Saugeen Stripper[edit]

This afd nomination was incomplete. The nominator's reasoning was unclear, but it seems likely he is the same person who blanked the article two minutes earlier, saying "This has NO business on wikipedia, it is a glorified non event that people need to get over". Listing now. —Crypticbot (operator) 15:45, 29 December 2005 (UTC)[reply]

  • How about because Wikipedia is not an indiscriminate collection of information? Every day countless billions of things happen, millions of them are reported locally, thousands of them are reported more widely, hundreds go on to become continuing stories, and one or two might become globally notable events - and only after time has lent some perspective can we tell which is which. Given that this article doesn't even have basic facts like date and names, I would suggest it is a minor titillating story to pad out local newspapers on a slow news day and of no discernible encyclopaedic merit. - Just zis  Guy, you know? [T]/[C] AfD? 20:22, 29 December 2005 (UTC)[reply]

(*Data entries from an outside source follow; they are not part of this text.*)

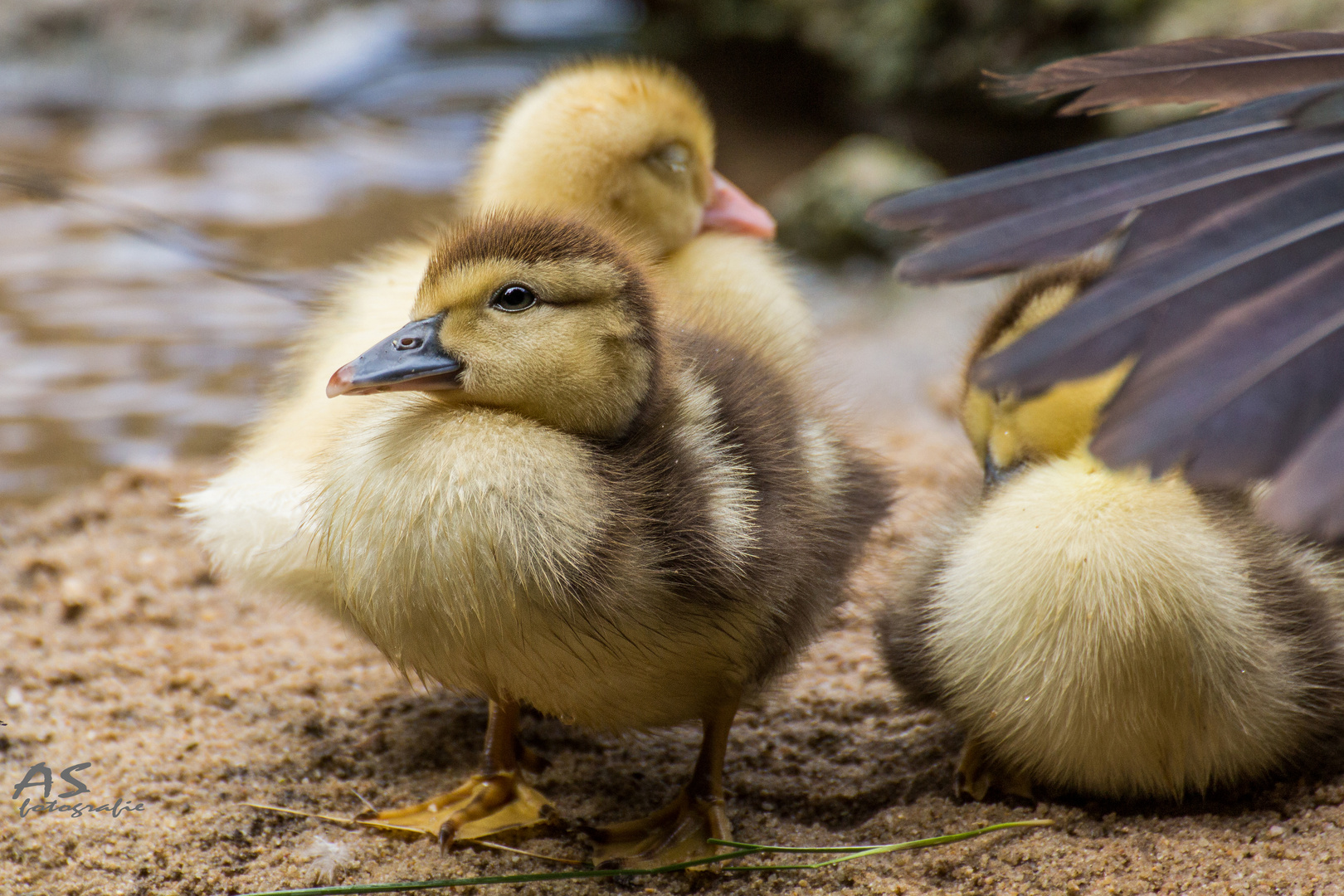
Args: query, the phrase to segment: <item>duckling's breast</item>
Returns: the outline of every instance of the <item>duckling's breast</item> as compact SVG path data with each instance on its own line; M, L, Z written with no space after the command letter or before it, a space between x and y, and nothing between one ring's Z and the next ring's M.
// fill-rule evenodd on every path
M597 728L696 717L747 674L755 614L677 602L595 447L388 398L323 458L314 520L339 613L395 665Z
M1177 478L1086 451L966 523L933 591L954 715L1038 780L1168 794L1270 768L1302 685L1236 547Z

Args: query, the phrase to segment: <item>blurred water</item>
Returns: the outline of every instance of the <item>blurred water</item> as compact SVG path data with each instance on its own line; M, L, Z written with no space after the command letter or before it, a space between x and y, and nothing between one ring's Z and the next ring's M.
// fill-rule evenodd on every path
M50 172L67 192L0 189L0 500L224 450L302 324L285 294L449 214L488 110L558 58L622 46L638 16L633 0L0 5L0 179Z

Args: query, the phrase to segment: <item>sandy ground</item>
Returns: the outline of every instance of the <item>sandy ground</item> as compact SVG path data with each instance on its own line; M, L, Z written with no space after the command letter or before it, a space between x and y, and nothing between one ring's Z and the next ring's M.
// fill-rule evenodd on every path
M847 363L867 364L870 373L887 363L864 360L864 352L888 336L896 339L863 321L833 326L839 377L847 379ZM964 336L949 333L948 341ZM802 845L892 842L1025 818L1058 826L814 873L707 872L499 892L1344 893L1344 776L1183 806L950 797L957 733L937 715L900 709L867 614L884 571L964 469L965 451L938 422L945 380L911 387L910 400L923 410L911 410L914 424L905 429L866 407L859 392L855 403L870 411L867 438L900 470L905 498L874 543L862 598L841 610L797 673L739 716L727 764L734 833ZM144 806L117 818L20 817L22 799L13 802L0 814L0 893L305 887L317 881L321 862L312 853L324 841L339 853L333 876L344 884L552 868L482 849L441 854L429 840L242 805L349 815L362 807L356 791L379 806L439 793L473 771L485 708L409 685L332 622L216 582L175 510L177 496L208 473L116 473L40 508L0 514L5 798L39 762L54 772L90 763L71 772L90 790L78 799ZM672 797L695 735L606 737L530 719L524 739L552 760L535 783L569 818L609 822ZM52 794L69 787L55 785ZM528 846L583 854L582 841L566 834Z

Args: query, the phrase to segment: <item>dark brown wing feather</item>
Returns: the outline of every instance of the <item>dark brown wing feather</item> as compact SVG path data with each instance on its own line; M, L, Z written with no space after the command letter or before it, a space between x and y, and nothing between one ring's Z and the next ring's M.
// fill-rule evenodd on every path
M1031 395L1129 355L1163 352L1340 246L1344 167L1271 185L1133 261L1122 257L1063 313L982 359L973 376Z
M1344 249L1145 352L1093 449L1236 485L1278 473L1344 398Z
M1136 357L1094 439L1097 454L1154 470L1181 465L1200 484L1277 474L1266 513L1340 537L1340 81L1344 35L1327 32L1064 60L1003 86L1038 95L1087 90L1068 111L1250 102L945 181L870 214L939 240L902 262L900 273L921 281L1056 261L1129 222L1111 271L984 359L977 382L1031 394Z
M1344 160L1344 133L1335 130L1288 132L1266 134L1253 142L1234 141L1137 177L1078 189L1062 201L1040 203L926 246L906 257L898 271L915 282L937 282L1062 261L1103 240L1130 212L1156 210L1203 189L1301 164L1332 157ZM1337 164L1344 167L1344 161ZM1198 199L1191 201L1199 206ZM1136 246L1134 251L1138 249Z
M1344 79L1344 34L1281 31L1254 38L1191 38L1130 47L996 78L1001 95L1058 97L1085 90L1060 114L1106 111L1159 102L1214 102L1219 107Z
M1344 404L1284 466L1263 504L1265 516L1290 532L1344 539Z

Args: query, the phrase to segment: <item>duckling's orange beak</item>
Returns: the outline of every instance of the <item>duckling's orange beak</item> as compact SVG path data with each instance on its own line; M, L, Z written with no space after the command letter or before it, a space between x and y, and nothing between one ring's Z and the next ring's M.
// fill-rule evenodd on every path
M438 341L442 324L444 316L437 314L401 328L332 373L327 398L461 388L462 363Z
M731 180L716 171L712 173L714 184L700 219L700 232L724 230L730 234L774 239L774 218L770 218L770 212L751 201Z

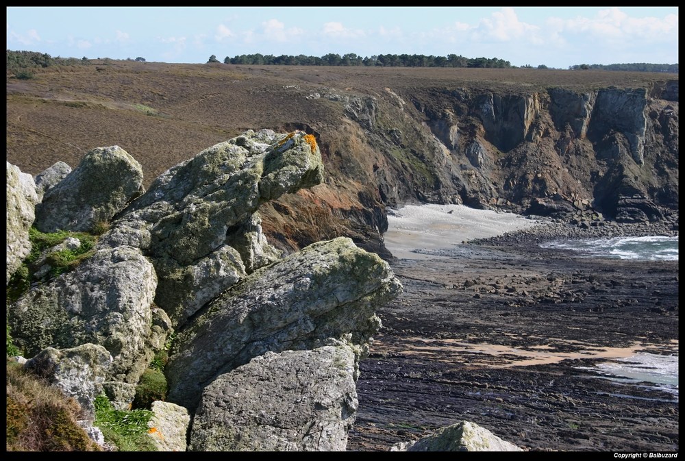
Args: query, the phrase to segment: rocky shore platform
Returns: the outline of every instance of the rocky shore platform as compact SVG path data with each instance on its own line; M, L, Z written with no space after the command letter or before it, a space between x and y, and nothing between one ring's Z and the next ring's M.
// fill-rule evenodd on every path
M598 365L678 356L678 262L581 258L560 236L677 235L549 223L390 262L404 292L358 382L348 451L386 451L467 420L530 451L679 449L676 391ZM677 363L677 358L675 358Z

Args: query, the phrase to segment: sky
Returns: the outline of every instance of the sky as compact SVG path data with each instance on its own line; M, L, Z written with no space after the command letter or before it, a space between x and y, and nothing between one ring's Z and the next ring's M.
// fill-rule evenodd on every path
M512 65L678 62L677 7L7 7L7 49L223 62L241 54L497 58Z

    • It's at least as notable, and has as much or more detail, as a large portion of the articles linked from Internet phenomenon. Whether it actually has any staying power...*shrug*. You can call me Al 20:32, 29 December 2005 (UTC)[reply]
  • That is precisely the point: almost all of the widely reported facts are in the article, and still we don't know when, where (beyond a building with hundreds of rooms), who, why (beyond speculation) and so on. - Just zis  Guy, you know? [T]/[C] AfD? 23:15, 30 December 2005 (UTC)[reply]
So you propose deleting a valid article because 100% of the facts arent yet there? Flag it to be cleaned up, of heaven's forbid, maybe some of those with the information could actually contribute rather than blanking pages? The answer is not censorship. Tokyojoe2002 01:20, 31 December 2005 (UTC)[reply]
  • I hope you are not including me in that smear, Tokyojoe. My reason for voting delete was precisely as stated, although it now transpires that there are verifiability issues as well since the primary source turns out to be unreliable, whatever the secondary sources might say, and as yet we have very little actual information - no names, no date, no room number, no actual proof that this was not a staged event or a publicity stunt. As above, the fact that students get up to pranks is scarcely groundbreaking research. - Just zis  Guy, you know? [T]/[C] AfD? 11:06, 1 January 2006 (UTC)[reply]
The above discussion is preserved as an archive of the debate. Please do not modify it. Subsequent comments should be made on the appropriate discussion page (such as the article's talk page or in a deletion review). No further edits should be made to this page.